Его дочери, которые были единым целым, оказались разорваны на части соседским парнем. Порой на Сикстуса накатывало желание выпустить кишки Зебу Мэйхью – чтобы засранец на собственной шкуре понял, что он натворил.

Сикстус вздохнул и попытался сосредоточиться на сегодняшней свадьбе. Что было, то было. Элизабет развелась с Зебом и добилась успеха в Голливуде. Румер была лучшим в городе ветеринаром. Вон же она, смеется над чем-то вместе с Эдвардом Маккейвом. Сикстус понаблюдал за ними пару минут, гадая: уж не думает ли Эдвард, что это благодаря ему она так веселится?

Румер в совершенстве овладела мастерством маскировать свои чувства. После долгих лет терзаний по Зебу она научилась прятать истинные эмоции так, что и не откопаешь. И вот тому пример – ее лучезарная улыбка. С ее помощью Румер могла разогнать самые грозные тучи. Она была в голубом платье без рукавов, возле горла блестела старинная брошка ее матери. Она сделала себе красивую прическу – кончики аккуратно уложенных волос обрамляли изящные ямочки на ее щеках. То и дело слышался ее звонкий смех. Можно подумать, что это самые счастливые мгновения в ее жизни.

Но фокус заключался в том, подумал Сикстус, что нужно было заглянуть в ее глаза. Сегодня, из-за дождя, его мучал артрит, он всей тяжестью оперся о трость, дав отдых своим костям, и посмотрел на дочь. Все сокрытые тайны Румер жили в ее глазах. Ее смех, улыбка, были лишь прикрытием; тайный шифр скрывался в ее взгляде. Его загадочное дитя.

Сикстус отметил про себя, что в глазах дочери притаилась тревога. И это немало удивило его, особенно учитывая то, что здесь собрались ее старые знакомые. Все ее приятели и товарищи, ее дружок-фермер, сестры Грейсон, которых она так любила, все были рядом.
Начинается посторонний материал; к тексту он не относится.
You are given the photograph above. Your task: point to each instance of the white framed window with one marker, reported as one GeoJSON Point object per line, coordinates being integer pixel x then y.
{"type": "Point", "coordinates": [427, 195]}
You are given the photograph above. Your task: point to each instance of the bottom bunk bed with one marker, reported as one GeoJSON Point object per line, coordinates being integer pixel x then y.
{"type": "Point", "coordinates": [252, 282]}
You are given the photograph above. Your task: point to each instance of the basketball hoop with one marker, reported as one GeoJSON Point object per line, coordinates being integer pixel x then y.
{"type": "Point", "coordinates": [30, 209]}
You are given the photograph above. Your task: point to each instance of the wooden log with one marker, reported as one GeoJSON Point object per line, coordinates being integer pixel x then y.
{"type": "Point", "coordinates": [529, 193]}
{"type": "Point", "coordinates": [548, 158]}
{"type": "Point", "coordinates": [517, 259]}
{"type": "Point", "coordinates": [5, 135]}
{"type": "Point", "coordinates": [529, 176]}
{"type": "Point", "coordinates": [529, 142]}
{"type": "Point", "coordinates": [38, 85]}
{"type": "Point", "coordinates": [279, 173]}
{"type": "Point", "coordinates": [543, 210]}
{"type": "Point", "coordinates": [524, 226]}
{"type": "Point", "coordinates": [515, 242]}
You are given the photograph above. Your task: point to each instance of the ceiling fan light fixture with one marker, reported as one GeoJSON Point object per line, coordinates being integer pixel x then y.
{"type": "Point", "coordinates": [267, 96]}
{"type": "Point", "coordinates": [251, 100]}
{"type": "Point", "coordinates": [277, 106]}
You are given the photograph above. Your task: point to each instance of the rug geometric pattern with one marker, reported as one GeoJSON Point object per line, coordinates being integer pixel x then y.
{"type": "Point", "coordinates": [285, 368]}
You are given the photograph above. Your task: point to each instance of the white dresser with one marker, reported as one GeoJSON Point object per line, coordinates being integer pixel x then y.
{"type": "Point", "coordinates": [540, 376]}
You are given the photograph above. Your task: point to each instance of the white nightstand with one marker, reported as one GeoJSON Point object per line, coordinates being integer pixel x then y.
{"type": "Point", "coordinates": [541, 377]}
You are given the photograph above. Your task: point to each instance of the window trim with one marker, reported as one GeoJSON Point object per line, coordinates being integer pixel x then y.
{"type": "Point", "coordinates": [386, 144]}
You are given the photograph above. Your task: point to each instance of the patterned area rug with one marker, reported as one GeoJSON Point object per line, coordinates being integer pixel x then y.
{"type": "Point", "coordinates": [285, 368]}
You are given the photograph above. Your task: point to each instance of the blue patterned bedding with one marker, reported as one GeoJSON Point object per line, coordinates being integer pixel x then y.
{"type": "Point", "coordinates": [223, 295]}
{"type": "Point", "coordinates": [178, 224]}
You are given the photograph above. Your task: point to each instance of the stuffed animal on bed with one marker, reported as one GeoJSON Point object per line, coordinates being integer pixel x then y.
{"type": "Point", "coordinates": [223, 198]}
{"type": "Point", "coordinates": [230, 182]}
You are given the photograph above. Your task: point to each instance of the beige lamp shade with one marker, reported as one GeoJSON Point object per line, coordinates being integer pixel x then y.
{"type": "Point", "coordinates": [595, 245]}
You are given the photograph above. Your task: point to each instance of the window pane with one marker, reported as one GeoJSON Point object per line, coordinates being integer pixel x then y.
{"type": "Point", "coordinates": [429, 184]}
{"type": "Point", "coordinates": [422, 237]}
Но, увидев, как взгляд Румер медленно, почти украдкой, проскользил над левым плечом Эдварда, мимо, – отец взломал ее тайный шифр.

Она смотрела на Зеба.

Он не смешивался с толпою местных жителей, он стоял поодаль, отдельно, но ведь он так давно с ними не встречался, почему же он не говорит с ними, а стоит в углу и мрачно пьет в одиночку?
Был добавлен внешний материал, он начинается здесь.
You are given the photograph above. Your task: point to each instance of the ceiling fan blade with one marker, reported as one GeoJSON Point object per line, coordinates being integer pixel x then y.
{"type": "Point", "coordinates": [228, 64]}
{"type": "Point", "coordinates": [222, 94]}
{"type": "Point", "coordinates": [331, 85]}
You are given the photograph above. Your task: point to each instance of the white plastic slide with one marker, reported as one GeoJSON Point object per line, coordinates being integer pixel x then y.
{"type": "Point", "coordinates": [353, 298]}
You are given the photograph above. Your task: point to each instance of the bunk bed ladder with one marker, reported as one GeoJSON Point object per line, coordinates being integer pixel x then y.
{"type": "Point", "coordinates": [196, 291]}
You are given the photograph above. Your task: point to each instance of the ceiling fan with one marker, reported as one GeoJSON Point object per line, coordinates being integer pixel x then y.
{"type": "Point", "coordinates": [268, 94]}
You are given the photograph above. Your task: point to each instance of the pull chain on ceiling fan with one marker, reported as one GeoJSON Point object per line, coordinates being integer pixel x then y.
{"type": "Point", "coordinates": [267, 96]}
«Иисус и святые угодники, – подумал Сикстус, – Зеб тоже смотрит на Румер!»

Румер нахмурилась и быстро отвернулась к Эдварду. Но взгляд Зеба не дрогнул. Он ни на секунду не выпустил ее из виду.

– О боже, – вздохнул Сикстус и проковылял к бару за новой порцией бренди. Его скрюченные пальцы сжимали стакан, пока его взор не устремился к покоившейся на стапелях у гаража лодке.

Вид парусника слегка успокоил расшалившееся сердце старика. То была его линия жизни, его надежда, его ангел-хранитель. Плавая на «Клариссе», Сикстус освобождался от боли и обретал молодецкую легкость. Румер не надо было беспокоиться за него, когда он уходил в море на своей любимой лодке. Она могла уделять больше внимания себе и своей жизни, вместо того чтоб присматривать за старым больным отцом.

Но, боже правый, как же ее жизнь нуждалась в таком внимании!

– Еще стопарик, – сказал Сикстус молодому бармену и протянул ему пустой стакан.